When giving their evidence, both experts accepted they had never encountered a case where a broker had not been paid and so had to hypothesise on what would happen in that event. Their analysis had relied on the normal sequence of payments when things went according to plan. Aikens LJ found the first instance judge’s finding on City practice to be “tentative and general”, and that “the expert evidence did not drive the judge to the conclusion that the parties to this contract” must have intended to operate the contract in line with the condition described above.

Aikens LJ asked: “is the only meaning of the contract, […] consistent with its other provisions and taken against the relevant background, […] that Mr Crema is only entitled to his sub-commission if Cenkos has been paid its commission […]?”. Aikens LJ concluded that this was not the meaning of the contract for the following reasons:  

  • The default position is that there is no implication and there has to be some good reason why the contract must mean something more than what has been expressly stated.”  
  • The contracts between GPV and Cenkos and between Cenkos and Mr Crema are “on the face of it, entirely independent”.  
  • There was nothing in the agreement between Cenkos and Mr Crema to give him any control over the arrangements between GPV and Cenkos. Further, “at no stage did Mr Crema have a direct contract with GPV”. In those circumstances “it is right that the risk of non-payment by GPV should be placed upon Cenkos unless otherwise specifically agreed.”  
  • If there is to be an implied term, as found by the first instance judge, “there have to be other implied terms in the contract. At a minimum, (and as the judge found) these would impose duties on Cenkos to take reasonable steps to recover fees due from GPV and also not to do anything that would prevent payment of fees by GPV to Cenkos with the consequence that Mr Crema was deprived of his sub-commission.” With many terms having to be implied to give the contract the meaning sought by Cenkos, it left Aikens LJ asking: “is that what the parties must have meant by the contract?”.

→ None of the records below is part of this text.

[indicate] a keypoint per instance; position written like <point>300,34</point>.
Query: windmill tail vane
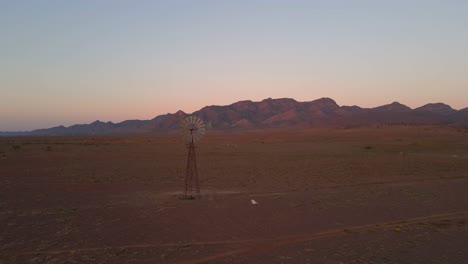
<point>192,130</point>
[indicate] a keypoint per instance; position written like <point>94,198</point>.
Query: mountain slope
<point>283,112</point>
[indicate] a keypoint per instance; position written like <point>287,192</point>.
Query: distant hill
<point>283,112</point>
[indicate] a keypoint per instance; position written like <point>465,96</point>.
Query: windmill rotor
<point>192,128</point>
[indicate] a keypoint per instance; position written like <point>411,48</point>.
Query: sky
<point>69,62</point>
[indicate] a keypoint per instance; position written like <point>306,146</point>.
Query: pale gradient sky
<point>67,62</point>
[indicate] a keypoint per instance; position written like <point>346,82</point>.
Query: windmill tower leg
<point>191,174</point>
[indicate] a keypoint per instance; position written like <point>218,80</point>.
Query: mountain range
<point>273,113</point>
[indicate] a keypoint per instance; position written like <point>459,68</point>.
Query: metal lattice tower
<point>192,129</point>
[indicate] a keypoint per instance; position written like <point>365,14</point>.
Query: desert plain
<point>377,194</point>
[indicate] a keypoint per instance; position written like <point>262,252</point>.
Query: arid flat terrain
<point>386,194</point>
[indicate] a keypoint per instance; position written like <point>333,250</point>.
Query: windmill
<point>192,129</point>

He concluded not and the appeal was allowed. The Chancellor of the High Court agreed with the conclusion, but on “slightly different grounds”. Whilst he agreed that regard can be had to market practice falling short of trade usage or custom in interpreting a contract, he found that he did not have to consider the Belize case and when a court implies terms into a contract. Rather, on the documents correctly interpreted he did not consider that they warranted the “gloss”, that is to say the implied terms, “put on them by the judge”.


This judgment extends the bounds of the admissible factual matrix and provides a fresh avenue for parties to explore as an aid to contractual interpretation. It also serves as an interesting reminder of how and when a court will imply terms to a contract, although it should be noted that there was some disagreement amongst the judges as to whether that question was relevant to this case.

Crucially it serves as a reminder that when drafting commercial contracts parties must ensure that they are conscious of the environment in which they operate. If they intend to depart from common market practice – even practice that falls short of being “notorious, certain and reasonable” – they must do so explicitly. If they do not, and it later falls to the court to construe the parties’ agreement, they may find themselves held to a contract they did not intend.